Sep 5, 2015

Yang Terlupakan

Selamat datang semester 5.

Yaa.. Semester yang semakin menunjukkan kalau gue udah mulai semakin menuju dewasa (re: tua). Dewasa dalam berfikir, dewasa dalam bertindak, dan dewasa dalam menggunakan rupiah. Ah males bahas rupiah. Lagi mahal (katanya) kalau diitung pake dollar. Tunggu!! Gue bukan mau bahas soal dollar, gue juga gamau bahas harga-harga di pasar yang naik. Gue gamau bahas itu. Biar itu ada menteri yang ngurusnya.

Semester 5, berarti gue udah hampir dua tahun atau bahkan udah dua tahun di negara perantauan. Tempat dimana gue menuntut ilmu agar kelak bisa jadi orang besar semacam menteri yang duduk manis di gedung mewah beserta fasilitas mewah lainnya. Tapi, gue gamau jadi menteri yang korup. Dosa. Iya, gue dua tahun di perantauan nuntut ilmu.

Kalau mau flashback ke dua tahun yang lalu, mungkin masih belum  apa-apa buat gue flashback. Sukses aja belum. Apa yang mau di flashbackin? Tapi tunggu dulu, gue punya kisah di masa lalu yang bisa buat dikenang kok. Gini ceritanya. Dua tahun yang lalu,  gue lulus dengan  predikat yang cukup baik di sekolah abu-abu gue. Lulus dengan nilai yang bisa dibilang cukup buat modal jadi seorang mahasiswa kece dengan gaya bahasa yang lebih berat nantinya. Dengan bangganya gue mendaftarkan diri melalui jalur berprestasi untuk salah satu universitas ternama punya negara di tempat gue merantau saat ini.

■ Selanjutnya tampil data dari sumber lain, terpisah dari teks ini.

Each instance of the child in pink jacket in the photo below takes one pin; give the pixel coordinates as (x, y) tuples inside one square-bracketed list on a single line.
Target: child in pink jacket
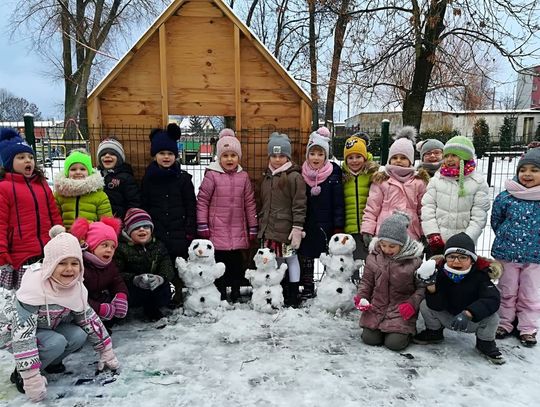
[(397, 186), (226, 211)]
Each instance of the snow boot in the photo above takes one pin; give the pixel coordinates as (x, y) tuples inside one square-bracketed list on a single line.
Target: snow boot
[(490, 351), (429, 336)]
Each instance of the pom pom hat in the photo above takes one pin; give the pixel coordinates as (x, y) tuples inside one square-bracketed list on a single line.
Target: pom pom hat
[(12, 144)]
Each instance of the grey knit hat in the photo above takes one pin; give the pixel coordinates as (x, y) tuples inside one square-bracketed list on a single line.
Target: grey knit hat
[(394, 228), (279, 144)]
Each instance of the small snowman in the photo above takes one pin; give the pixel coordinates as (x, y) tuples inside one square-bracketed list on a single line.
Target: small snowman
[(336, 291), (199, 274), (267, 291)]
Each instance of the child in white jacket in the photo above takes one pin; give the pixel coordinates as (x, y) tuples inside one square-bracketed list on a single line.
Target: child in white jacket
[(457, 197)]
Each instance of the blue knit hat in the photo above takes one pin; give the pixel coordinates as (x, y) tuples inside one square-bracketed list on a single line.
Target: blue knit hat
[(11, 144)]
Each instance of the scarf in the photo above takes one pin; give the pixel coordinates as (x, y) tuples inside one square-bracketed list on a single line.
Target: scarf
[(465, 168), (520, 192), (402, 174), (315, 177)]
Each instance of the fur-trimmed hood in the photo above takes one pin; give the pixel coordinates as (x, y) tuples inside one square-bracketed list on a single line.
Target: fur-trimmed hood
[(76, 187)]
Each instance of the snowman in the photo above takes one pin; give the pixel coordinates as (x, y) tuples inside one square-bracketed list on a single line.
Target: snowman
[(199, 274), (265, 279), (336, 291)]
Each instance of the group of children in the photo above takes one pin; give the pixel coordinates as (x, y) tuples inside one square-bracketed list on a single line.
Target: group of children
[(127, 240)]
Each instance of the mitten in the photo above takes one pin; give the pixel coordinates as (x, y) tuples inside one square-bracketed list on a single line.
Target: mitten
[(106, 311), (35, 385), (436, 244), (406, 310), (295, 237), (203, 231), (460, 322), (107, 359), (120, 305), (367, 238)]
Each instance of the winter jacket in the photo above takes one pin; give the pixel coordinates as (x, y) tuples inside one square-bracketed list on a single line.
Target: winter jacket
[(28, 211), (121, 189), (476, 293), (226, 204), (81, 197), (325, 215), (356, 190), (387, 195), (168, 196), (516, 223), (102, 283), (283, 201), (135, 259), (386, 283), (446, 213)]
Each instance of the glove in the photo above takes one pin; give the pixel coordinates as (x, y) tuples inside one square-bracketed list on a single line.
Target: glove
[(295, 237), (120, 304), (106, 311), (406, 310), (203, 231), (34, 384), (367, 238), (460, 322), (362, 304), (436, 244), (107, 359)]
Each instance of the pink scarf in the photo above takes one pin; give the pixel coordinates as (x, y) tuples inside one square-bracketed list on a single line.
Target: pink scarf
[(315, 177), (520, 192), (402, 174)]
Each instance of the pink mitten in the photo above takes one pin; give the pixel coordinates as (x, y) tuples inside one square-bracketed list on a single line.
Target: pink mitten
[(406, 310), (35, 385)]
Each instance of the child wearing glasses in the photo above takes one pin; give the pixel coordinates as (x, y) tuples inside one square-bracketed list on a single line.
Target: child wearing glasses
[(463, 298), (514, 219)]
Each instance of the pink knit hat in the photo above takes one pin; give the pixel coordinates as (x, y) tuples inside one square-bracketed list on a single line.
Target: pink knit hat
[(228, 142), (94, 233)]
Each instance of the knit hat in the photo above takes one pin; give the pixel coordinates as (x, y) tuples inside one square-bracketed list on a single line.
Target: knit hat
[(394, 228), (111, 146), (530, 157), (355, 145), (425, 146), (78, 156), (321, 138), (94, 233), (165, 140), (279, 144), (403, 144), (135, 218), (12, 144), (462, 244), (228, 142)]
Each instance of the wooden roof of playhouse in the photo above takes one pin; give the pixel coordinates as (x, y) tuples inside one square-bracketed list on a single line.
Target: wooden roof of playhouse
[(197, 58)]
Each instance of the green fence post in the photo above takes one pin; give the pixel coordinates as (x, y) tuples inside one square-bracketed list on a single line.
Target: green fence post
[(29, 130), (385, 135)]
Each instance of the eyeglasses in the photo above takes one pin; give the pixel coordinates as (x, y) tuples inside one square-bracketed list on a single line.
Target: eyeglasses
[(459, 257)]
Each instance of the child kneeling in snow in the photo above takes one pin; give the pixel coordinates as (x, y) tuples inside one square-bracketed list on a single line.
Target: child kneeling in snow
[(463, 298), (388, 294), (51, 309)]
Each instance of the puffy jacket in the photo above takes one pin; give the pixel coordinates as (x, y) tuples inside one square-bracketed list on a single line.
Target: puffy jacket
[(168, 196), (28, 211), (226, 203), (516, 223), (445, 212), (387, 195), (81, 197), (283, 201), (121, 188), (386, 283), (325, 213), (356, 190)]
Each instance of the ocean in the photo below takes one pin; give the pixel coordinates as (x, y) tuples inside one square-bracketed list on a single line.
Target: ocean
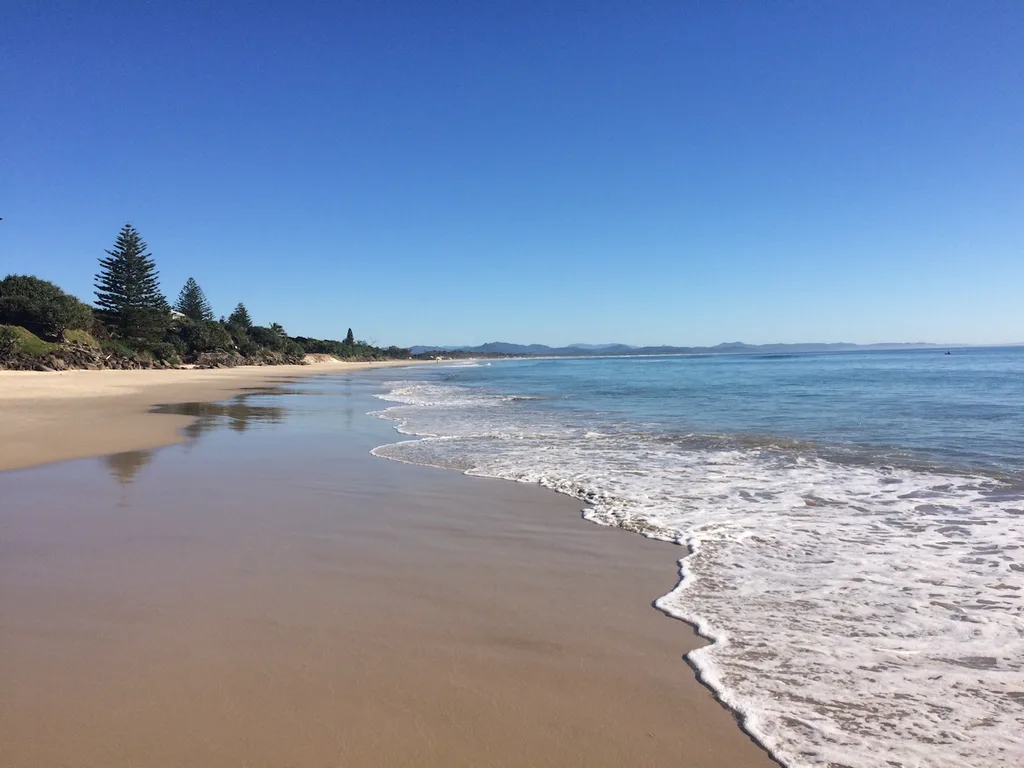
[(853, 524)]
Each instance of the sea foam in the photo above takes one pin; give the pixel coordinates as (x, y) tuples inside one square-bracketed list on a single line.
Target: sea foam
[(860, 613)]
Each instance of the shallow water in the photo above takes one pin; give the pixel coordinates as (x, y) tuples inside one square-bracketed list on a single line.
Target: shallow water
[(855, 523)]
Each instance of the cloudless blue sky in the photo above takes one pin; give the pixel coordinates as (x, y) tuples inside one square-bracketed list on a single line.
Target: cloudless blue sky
[(556, 172)]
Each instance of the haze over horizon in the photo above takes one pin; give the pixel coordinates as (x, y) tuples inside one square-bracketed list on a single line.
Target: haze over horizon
[(775, 174)]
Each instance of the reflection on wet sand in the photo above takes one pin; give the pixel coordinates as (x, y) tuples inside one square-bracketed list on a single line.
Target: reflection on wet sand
[(125, 466), (237, 415)]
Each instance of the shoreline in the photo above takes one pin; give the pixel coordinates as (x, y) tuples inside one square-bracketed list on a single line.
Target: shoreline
[(482, 596), (59, 416)]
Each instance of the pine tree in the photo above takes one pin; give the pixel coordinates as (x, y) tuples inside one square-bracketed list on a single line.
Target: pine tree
[(127, 289), (241, 317), (193, 302)]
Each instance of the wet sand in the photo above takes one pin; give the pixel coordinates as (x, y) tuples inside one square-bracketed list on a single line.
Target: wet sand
[(48, 417), (268, 594)]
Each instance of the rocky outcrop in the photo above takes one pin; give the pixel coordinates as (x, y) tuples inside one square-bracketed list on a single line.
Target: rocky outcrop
[(230, 359), (80, 356)]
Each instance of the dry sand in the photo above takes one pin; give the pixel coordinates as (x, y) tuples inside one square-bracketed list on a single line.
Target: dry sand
[(282, 598), (48, 417)]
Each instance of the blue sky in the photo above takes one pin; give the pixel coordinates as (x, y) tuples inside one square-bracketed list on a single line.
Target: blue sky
[(462, 172)]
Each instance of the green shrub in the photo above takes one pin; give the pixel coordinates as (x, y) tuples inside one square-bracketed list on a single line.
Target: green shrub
[(81, 337), (41, 307), (117, 347), (98, 331), (162, 350), (31, 345), (266, 338), (293, 349), (205, 336), (10, 343)]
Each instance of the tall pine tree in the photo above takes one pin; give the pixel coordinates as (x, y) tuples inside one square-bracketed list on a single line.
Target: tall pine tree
[(193, 303), (241, 317), (128, 291)]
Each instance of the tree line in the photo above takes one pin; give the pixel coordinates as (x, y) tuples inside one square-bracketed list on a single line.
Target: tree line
[(131, 315)]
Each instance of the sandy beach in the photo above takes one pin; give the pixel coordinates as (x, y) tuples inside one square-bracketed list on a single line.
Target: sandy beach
[(268, 594), (48, 417)]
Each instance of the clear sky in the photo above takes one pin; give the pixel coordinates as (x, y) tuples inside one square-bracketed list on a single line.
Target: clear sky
[(557, 172)]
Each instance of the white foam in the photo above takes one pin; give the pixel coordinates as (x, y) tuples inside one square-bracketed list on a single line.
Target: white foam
[(860, 615)]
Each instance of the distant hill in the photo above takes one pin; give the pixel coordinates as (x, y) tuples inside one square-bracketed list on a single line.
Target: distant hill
[(583, 350)]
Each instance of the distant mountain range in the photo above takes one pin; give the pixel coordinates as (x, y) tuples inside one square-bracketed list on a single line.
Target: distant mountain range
[(734, 347)]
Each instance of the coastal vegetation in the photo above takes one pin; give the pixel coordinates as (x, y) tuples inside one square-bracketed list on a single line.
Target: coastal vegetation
[(132, 325)]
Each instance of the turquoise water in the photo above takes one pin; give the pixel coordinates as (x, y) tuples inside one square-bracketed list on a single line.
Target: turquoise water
[(854, 524)]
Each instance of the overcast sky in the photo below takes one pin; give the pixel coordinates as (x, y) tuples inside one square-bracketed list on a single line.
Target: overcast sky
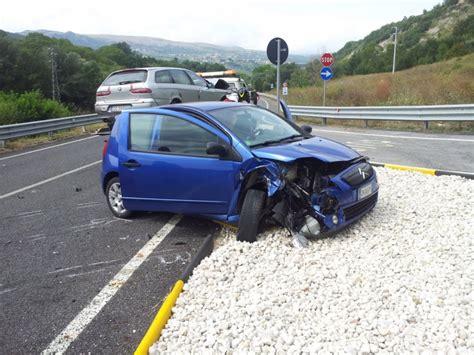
[(308, 26)]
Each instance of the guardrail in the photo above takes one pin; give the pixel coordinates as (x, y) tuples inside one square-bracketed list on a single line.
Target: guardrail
[(366, 113), (46, 126), (389, 113)]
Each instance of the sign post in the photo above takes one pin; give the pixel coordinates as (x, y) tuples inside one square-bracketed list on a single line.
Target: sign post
[(277, 53), (327, 59)]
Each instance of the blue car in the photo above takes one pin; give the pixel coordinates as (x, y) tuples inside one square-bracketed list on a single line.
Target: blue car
[(236, 163)]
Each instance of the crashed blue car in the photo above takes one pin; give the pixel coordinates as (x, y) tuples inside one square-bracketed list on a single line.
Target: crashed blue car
[(236, 163)]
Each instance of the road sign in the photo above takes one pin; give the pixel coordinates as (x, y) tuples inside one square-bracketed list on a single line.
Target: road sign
[(327, 59), (326, 73), (272, 51)]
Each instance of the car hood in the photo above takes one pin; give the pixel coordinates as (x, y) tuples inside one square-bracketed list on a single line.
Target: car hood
[(325, 150)]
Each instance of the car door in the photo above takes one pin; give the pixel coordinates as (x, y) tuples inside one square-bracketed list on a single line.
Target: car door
[(206, 91), (165, 166), (184, 85)]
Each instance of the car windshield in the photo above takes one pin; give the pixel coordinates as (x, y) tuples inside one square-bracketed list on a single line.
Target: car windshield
[(255, 126)]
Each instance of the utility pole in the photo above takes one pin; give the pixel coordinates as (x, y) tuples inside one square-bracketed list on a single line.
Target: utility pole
[(394, 50), (56, 94)]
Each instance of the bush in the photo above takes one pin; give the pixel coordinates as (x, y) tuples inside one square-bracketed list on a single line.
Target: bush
[(29, 106)]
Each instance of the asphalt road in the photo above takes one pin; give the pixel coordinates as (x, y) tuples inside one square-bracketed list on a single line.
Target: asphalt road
[(60, 247), (425, 150)]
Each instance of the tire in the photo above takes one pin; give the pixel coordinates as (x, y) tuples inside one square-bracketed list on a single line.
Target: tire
[(250, 215), (113, 193)]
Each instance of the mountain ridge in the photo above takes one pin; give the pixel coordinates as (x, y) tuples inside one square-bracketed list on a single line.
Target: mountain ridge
[(231, 56)]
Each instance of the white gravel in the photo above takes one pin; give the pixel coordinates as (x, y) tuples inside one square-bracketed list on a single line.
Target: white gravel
[(399, 280)]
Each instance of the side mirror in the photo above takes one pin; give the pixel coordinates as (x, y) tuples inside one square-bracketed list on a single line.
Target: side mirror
[(307, 129), (219, 149)]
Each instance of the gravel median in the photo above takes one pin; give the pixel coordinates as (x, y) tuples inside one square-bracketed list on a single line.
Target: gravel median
[(401, 279)]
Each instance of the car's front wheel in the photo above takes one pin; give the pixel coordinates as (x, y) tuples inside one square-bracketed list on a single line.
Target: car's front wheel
[(113, 192), (250, 215)]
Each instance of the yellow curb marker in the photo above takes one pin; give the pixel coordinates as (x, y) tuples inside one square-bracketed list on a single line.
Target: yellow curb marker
[(153, 333), (411, 168)]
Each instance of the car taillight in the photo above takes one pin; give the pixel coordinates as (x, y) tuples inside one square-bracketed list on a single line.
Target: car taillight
[(141, 91), (104, 150), (103, 92)]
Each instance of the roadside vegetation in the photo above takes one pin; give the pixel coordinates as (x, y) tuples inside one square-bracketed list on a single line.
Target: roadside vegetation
[(449, 82)]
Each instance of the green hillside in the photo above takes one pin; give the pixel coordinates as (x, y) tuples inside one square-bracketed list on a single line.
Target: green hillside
[(447, 82), (444, 32)]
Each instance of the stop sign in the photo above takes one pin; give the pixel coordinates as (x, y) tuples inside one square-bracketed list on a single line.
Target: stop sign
[(327, 60)]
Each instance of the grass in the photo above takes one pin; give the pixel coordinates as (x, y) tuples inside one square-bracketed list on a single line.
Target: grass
[(442, 83), (31, 141)]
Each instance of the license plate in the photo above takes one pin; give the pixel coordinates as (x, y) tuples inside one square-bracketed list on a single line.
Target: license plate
[(118, 108), (365, 191)]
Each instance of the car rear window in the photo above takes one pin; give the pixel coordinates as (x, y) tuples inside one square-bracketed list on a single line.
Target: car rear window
[(163, 77), (180, 77), (126, 77)]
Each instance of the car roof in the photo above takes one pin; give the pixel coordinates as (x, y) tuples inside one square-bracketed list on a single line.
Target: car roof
[(205, 106), (148, 68)]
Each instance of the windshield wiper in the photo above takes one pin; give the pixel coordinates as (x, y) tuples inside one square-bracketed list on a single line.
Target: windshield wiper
[(129, 82), (276, 141)]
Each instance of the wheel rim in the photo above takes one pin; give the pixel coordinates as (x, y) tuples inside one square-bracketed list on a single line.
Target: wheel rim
[(115, 198)]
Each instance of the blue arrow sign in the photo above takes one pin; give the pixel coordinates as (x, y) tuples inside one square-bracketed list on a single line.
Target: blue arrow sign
[(326, 73)]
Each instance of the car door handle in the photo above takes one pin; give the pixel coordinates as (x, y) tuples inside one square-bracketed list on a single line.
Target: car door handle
[(132, 164)]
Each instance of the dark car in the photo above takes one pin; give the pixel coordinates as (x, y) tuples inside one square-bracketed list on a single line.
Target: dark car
[(236, 163)]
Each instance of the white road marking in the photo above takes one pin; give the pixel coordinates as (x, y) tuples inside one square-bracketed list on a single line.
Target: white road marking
[(65, 269), (82, 320), (41, 149), (104, 262), (50, 179), (34, 236), (403, 137)]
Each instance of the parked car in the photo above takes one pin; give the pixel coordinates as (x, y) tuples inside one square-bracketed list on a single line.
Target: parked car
[(234, 83), (147, 87), (237, 163)]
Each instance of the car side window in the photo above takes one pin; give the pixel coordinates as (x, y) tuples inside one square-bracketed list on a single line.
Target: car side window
[(197, 80), (141, 131), (168, 134), (180, 77), (163, 77)]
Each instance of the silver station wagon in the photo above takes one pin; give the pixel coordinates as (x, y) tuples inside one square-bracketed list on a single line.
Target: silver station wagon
[(146, 87)]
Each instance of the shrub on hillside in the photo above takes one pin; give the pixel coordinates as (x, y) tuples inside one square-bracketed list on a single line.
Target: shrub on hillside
[(29, 106)]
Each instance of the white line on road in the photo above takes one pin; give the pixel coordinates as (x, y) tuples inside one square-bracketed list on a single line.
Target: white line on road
[(394, 136), (82, 320), (50, 147), (50, 179)]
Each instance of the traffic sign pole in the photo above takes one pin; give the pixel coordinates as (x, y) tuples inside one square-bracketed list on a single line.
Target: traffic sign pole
[(278, 77)]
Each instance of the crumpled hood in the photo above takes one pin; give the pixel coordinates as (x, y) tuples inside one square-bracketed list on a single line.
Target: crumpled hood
[(323, 149)]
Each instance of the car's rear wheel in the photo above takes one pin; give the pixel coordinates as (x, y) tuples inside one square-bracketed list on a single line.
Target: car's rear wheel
[(113, 192), (250, 215)]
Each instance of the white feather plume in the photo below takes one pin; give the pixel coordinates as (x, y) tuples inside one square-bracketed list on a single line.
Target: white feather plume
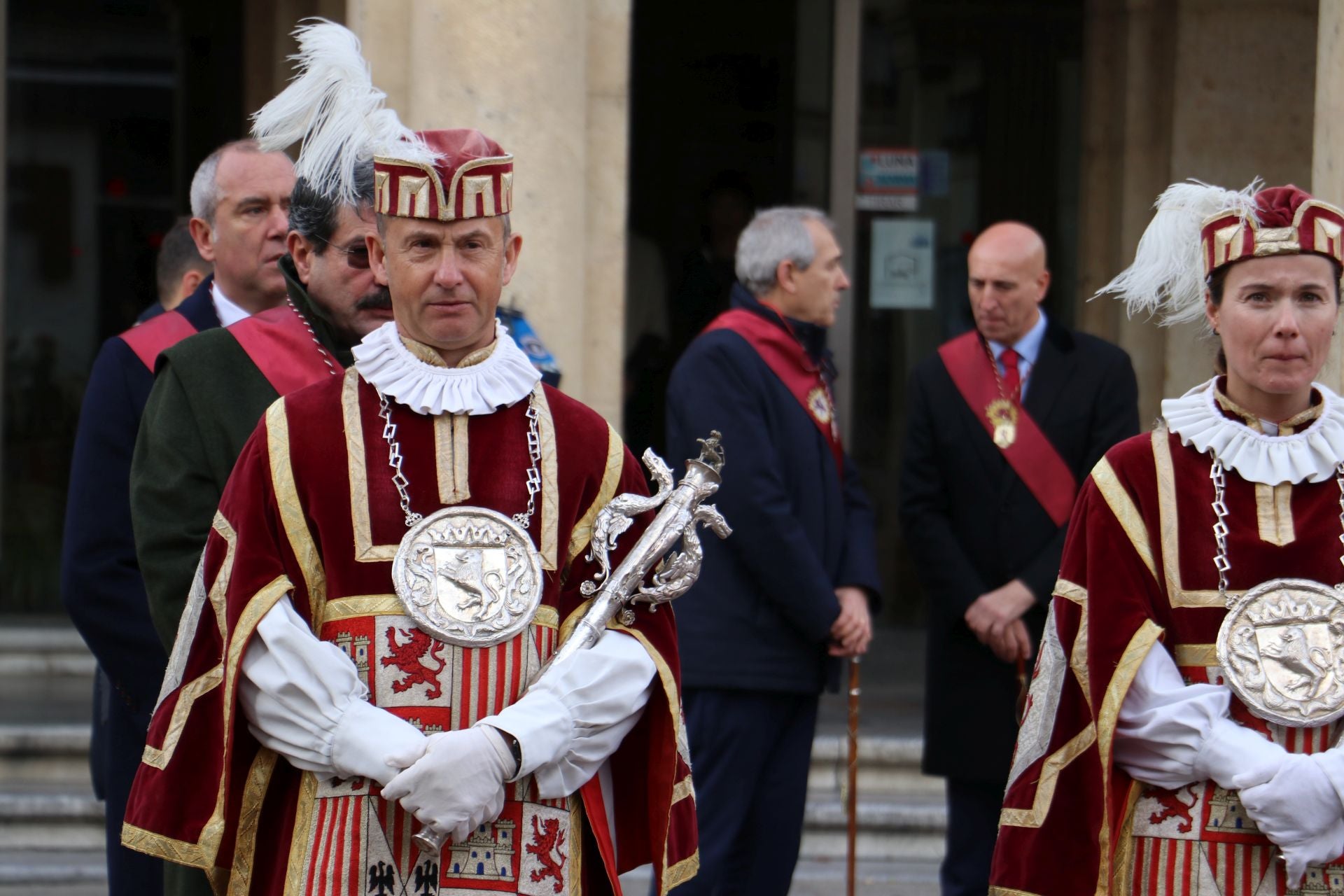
[(334, 108), (1167, 277)]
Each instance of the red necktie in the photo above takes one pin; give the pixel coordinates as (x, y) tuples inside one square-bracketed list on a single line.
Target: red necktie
[(1012, 379)]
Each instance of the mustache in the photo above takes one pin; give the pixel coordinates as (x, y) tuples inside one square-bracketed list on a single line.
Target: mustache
[(381, 300)]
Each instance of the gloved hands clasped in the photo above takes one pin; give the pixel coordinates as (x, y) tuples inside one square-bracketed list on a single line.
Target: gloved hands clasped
[(1300, 809), (457, 783)]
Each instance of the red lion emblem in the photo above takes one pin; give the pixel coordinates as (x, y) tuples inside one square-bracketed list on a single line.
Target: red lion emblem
[(407, 657), (1174, 806), (543, 844)]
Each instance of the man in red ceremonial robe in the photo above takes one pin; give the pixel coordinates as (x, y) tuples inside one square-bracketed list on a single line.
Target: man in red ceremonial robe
[(1004, 422), (311, 723)]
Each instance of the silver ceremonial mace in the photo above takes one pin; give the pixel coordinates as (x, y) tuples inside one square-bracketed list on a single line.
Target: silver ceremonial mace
[(613, 590)]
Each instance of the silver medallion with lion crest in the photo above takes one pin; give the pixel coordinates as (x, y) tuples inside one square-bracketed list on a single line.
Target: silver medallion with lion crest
[(1281, 648), (468, 575)]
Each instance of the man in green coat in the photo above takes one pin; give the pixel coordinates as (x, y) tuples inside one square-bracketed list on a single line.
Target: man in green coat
[(213, 388)]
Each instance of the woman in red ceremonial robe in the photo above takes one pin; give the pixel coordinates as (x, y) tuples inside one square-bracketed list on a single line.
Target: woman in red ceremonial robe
[(1163, 750)]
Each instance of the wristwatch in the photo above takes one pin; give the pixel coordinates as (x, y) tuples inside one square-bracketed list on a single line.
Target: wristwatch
[(514, 747)]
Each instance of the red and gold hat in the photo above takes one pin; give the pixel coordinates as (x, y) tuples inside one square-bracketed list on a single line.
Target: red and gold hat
[(1291, 222), (472, 178), (1200, 227)]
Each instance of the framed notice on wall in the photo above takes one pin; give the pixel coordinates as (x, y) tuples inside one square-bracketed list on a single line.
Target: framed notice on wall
[(902, 264)]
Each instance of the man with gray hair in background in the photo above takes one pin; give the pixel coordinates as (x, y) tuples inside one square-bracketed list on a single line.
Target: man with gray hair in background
[(238, 198), (781, 602)]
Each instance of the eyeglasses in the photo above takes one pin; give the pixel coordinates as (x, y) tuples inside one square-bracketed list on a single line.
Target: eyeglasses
[(355, 258)]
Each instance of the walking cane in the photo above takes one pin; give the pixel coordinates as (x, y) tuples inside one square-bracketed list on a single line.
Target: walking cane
[(851, 834)]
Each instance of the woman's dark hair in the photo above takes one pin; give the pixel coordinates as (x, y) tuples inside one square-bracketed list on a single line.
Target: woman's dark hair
[(1218, 280)]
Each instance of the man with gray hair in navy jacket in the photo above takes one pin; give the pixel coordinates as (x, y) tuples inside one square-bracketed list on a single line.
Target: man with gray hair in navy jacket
[(781, 602)]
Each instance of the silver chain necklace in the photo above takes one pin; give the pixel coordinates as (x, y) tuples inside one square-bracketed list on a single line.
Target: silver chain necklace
[(1219, 476), (394, 460), (321, 349)]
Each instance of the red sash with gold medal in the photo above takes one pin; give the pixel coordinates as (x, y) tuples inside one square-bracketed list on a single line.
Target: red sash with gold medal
[(1023, 445), (787, 358)]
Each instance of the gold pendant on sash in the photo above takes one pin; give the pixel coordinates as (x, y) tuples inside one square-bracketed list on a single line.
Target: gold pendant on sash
[(1003, 415), (468, 577), (1281, 648)]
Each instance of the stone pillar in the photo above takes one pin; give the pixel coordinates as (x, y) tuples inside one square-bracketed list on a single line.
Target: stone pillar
[(844, 178), (1168, 97), (1230, 125), (550, 83), (1328, 140)]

Setelah mendaftar itu gue dengan bangga jawab kalau ditanya tetangga atau di tanya buk Rt. Dengan gaya yang (sedikit) agak songong. pffttt.

"Nanti, dek Nasuha mau kuliah dimana?"

"kuliah di UGM doong. Kan itu kampus keren"

"Waah, keren doong ya"

Begitulah sepenggal cerita antara gue dengan para tetangga gue.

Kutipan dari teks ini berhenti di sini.